1990 Cincinnati Reds—The stars of this show, arguably, were the Nasty Boys bullpen, among whom only Randy Myers (1988 Mets) had any postseason experience. In the rotation, only Danny Jackson (1985 Kansas City Royals) had been there, done that; in the non-Nasty bullpen contingent, only veteran Rick Mahler (who had sixteen spot starts during the season) had gone to any postseason, and there he’d pitched less than two innings for the 1982 Atlanta Braves. These Reds ended up stunning the A’s with a Series sweep after needing six to beat the Pirates for the pennant.
2003 Florida Marlins—No postseason experience ever among the rotation, including young, loud, and snotty (You lost! Go home!) Josh Beckett. Beat the Yankees in six in the World Series, after shoving the Giants out of the way in the division series but winning an arduous League Championship Series against the Chicago Cubs.
2007 Colorado Rockies—Had six starters on the year, none of whom took postseason experience into these rounds. These Rockies swept the Philadelphia Phillies out of the division series and the Arizona Diamondbacks out of the League Championship Series—only to be swept out of the World Series, in turn, by the Red Sox.
2008 Tampa Bay Rays—No rotation postseason experience. Not quite as good as this year’s Nats with or without Strasburg. And they got rolled in five by the Phillies in the World Series, after taking the Chicago White Sox in four in the division series and wrestling to a seven-game LCS win over the Red Sox.
2010 San Francisco Giants—They made themselves into a no-experience-whatsoever postseason rotation. The only member of the 2010 Giants with any postseason experience of which to speak was Barry Zito (when he was with the early-2000s A’s)—and he’d pitched so horrifically in 2010 the Giants didn’t dare include him on the postseason roster. This took the Giants to a World Series against a Texas Rangers staff that had two postseason-experienced starters. (Cliff Lee and Rich Harden.) The “inexperienced” Giants rode that pitching and some very timely and half unexpected hitting to a five-game Series conquest.
Covering twelve teams since 1966 who took little-to-no postseason-tested pitching into any postseason, it shakes out like this: eight of those rotations proved World Series winners. One of those rotations, moreover, beat a rotation loaded with two much-experienced Hall of Famers including maybe the greatest peak-value lefthanded pitcher of the post-World War II era at least and possibly all-time at most.

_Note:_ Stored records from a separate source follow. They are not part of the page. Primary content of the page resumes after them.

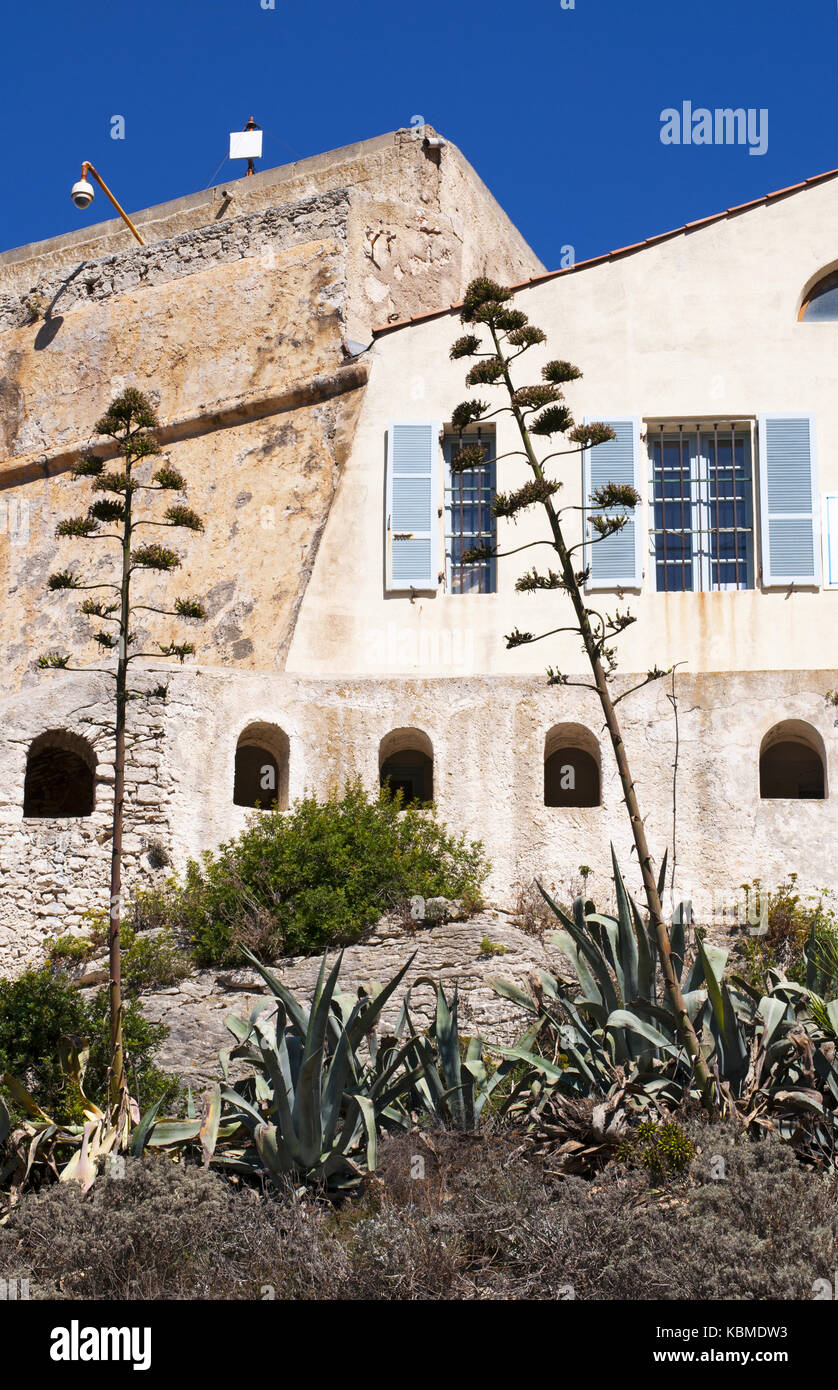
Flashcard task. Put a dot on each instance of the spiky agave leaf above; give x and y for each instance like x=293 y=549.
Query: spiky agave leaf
x=184 y=517
x=467 y=412
x=63 y=580
x=189 y=608
x=154 y=558
x=77 y=527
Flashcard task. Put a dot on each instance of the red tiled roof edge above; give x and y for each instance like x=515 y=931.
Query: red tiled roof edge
x=621 y=250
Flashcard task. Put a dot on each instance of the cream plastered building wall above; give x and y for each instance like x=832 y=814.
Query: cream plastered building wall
x=702 y=325
x=235 y=317
x=238 y=321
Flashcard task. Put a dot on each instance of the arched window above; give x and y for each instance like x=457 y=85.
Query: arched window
x=261 y=767
x=406 y=763
x=60 y=776
x=791 y=763
x=571 y=766
x=820 y=303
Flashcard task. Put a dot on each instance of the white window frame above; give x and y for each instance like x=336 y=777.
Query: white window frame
x=701 y=521
x=830 y=540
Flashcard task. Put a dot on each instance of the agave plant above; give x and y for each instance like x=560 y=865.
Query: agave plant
x=771 y=1051
x=452 y=1087
x=316 y=1100
x=45 y=1150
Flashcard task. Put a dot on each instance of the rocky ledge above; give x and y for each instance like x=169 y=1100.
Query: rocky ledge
x=455 y=952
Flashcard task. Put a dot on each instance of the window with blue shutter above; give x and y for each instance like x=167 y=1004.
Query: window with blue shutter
x=788 y=501
x=701 y=506
x=616 y=560
x=412 y=526
x=831 y=541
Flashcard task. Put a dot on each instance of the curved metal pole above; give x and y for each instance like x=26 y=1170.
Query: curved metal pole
x=88 y=168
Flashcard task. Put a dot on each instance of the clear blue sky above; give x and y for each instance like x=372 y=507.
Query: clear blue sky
x=557 y=109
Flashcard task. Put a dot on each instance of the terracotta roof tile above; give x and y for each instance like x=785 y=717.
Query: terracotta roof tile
x=623 y=250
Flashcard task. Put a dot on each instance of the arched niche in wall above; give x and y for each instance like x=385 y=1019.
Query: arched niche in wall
x=60 y=776
x=792 y=763
x=571 y=773
x=261 y=767
x=406 y=763
x=820 y=300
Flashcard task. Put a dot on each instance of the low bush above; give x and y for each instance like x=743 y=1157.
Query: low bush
x=298 y=881
x=788 y=918
x=39 y=1008
x=473 y=1219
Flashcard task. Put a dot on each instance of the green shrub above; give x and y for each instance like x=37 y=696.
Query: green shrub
x=70 y=948
x=320 y=875
x=153 y=962
x=489 y=947
x=39 y=1008
x=790 y=918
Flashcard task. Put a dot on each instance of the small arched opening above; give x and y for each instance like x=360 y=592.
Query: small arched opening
x=792 y=763
x=406 y=765
x=820 y=300
x=261 y=767
x=60 y=777
x=571 y=766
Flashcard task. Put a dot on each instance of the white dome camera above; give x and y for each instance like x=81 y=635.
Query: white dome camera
x=82 y=193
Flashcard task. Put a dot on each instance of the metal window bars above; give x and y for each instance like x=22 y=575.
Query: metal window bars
x=702 y=492
x=469 y=517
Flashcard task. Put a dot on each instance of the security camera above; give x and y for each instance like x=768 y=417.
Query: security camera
x=82 y=193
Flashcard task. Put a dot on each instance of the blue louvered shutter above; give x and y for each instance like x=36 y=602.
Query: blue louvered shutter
x=830 y=541
x=788 y=501
x=412 y=524
x=616 y=560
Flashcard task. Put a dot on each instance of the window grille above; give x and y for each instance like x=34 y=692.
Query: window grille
x=702 y=494
x=469 y=517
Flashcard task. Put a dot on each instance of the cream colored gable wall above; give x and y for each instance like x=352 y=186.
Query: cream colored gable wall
x=702 y=325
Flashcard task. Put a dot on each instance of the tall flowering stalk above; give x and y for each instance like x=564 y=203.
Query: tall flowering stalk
x=541 y=416
x=116 y=516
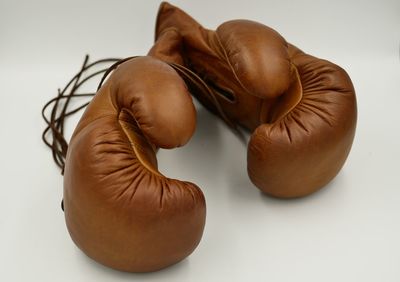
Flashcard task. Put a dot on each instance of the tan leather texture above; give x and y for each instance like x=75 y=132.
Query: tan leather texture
x=301 y=110
x=119 y=209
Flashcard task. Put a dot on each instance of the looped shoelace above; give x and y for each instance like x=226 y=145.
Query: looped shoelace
x=59 y=111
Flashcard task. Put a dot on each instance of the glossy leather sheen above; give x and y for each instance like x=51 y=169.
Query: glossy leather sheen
x=119 y=209
x=300 y=109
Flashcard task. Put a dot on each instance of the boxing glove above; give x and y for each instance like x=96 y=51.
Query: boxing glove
x=301 y=110
x=119 y=209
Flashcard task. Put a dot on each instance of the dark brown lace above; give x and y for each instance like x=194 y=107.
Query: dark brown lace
x=53 y=135
x=195 y=80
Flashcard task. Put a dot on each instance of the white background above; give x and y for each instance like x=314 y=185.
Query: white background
x=349 y=231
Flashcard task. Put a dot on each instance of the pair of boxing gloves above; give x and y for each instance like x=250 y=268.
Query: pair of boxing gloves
x=121 y=211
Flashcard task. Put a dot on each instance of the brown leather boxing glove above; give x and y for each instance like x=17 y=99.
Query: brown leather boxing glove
x=301 y=109
x=119 y=209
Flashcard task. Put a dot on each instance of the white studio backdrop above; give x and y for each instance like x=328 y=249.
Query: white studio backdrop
x=349 y=231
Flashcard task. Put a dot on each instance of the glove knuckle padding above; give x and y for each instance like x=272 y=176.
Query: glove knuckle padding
x=120 y=210
x=303 y=150
x=302 y=109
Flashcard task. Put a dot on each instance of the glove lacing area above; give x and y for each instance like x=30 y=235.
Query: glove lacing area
x=53 y=134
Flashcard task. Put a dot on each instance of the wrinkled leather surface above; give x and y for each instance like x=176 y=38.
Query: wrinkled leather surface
x=301 y=110
x=119 y=209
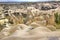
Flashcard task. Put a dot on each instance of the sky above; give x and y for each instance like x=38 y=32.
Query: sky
x=24 y=0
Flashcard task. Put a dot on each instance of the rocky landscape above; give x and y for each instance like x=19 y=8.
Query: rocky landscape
x=33 y=21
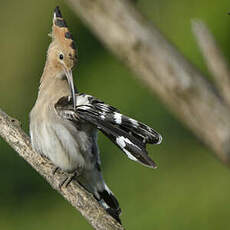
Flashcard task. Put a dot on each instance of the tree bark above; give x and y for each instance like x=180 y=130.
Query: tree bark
x=83 y=201
x=161 y=67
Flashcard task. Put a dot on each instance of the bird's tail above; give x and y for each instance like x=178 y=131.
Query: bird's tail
x=93 y=182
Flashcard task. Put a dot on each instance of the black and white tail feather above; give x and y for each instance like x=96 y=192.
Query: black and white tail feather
x=128 y=134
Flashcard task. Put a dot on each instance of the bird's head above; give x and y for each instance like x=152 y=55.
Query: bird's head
x=62 y=52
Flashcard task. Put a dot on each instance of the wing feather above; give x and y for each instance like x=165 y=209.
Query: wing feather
x=128 y=134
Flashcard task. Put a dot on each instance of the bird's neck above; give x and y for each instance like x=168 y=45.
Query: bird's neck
x=53 y=84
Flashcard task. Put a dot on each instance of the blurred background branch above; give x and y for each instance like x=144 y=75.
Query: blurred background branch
x=161 y=67
x=83 y=201
x=214 y=58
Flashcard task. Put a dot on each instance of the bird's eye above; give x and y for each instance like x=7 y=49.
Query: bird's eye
x=61 y=56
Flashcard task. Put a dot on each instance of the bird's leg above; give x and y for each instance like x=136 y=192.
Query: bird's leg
x=55 y=170
x=68 y=179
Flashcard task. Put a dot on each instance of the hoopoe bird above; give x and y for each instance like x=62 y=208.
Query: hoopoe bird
x=64 y=123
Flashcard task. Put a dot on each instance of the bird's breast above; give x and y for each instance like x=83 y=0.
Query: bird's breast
x=59 y=140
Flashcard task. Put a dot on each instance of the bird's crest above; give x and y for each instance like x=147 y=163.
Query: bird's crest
x=61 y=34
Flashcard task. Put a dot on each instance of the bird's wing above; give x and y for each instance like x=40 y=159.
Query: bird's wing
x=128 y=134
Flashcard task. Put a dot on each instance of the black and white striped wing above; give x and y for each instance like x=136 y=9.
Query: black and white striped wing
x=128 y=134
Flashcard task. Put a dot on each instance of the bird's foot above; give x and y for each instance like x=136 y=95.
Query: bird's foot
x=68 y=179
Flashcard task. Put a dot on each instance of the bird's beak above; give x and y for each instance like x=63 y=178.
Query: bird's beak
x=69 y=76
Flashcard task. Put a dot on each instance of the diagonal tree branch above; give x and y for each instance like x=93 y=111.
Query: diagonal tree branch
x=161 y=68
x=83 y=201
x=214 y=58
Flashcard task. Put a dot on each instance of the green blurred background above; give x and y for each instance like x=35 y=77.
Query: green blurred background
x=189 y=190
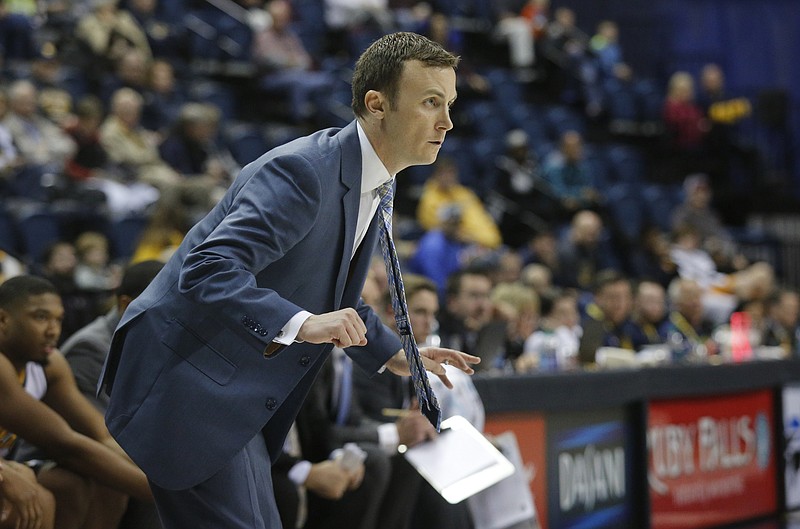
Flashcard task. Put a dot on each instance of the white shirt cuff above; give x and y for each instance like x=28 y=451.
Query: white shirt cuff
x=388 y=438
x=289 y=331
x=299 y=472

An 8-4 World Series-winning record among the inexperienced over a 46-year span isn’t exactly a great reason to be alarmed that the “inexperienced” Washington Nationals rotation—with or without Stephen Strasburg—is going to be guaranteed dead meat going into this year’s postseason. If the Nats stick to the Strasburg Plan on behalf of keeping their man’s arm from breaking off long-range, it is not going to kill them going in if they go without him.
That doesn’t guarantee the Nats’ survival, of course. But it does suggest that the alarmists bleating about whether they’re shooting themselves in the feet or “cheating” their fans out of the best possible chances to win are bleating through their derrieres.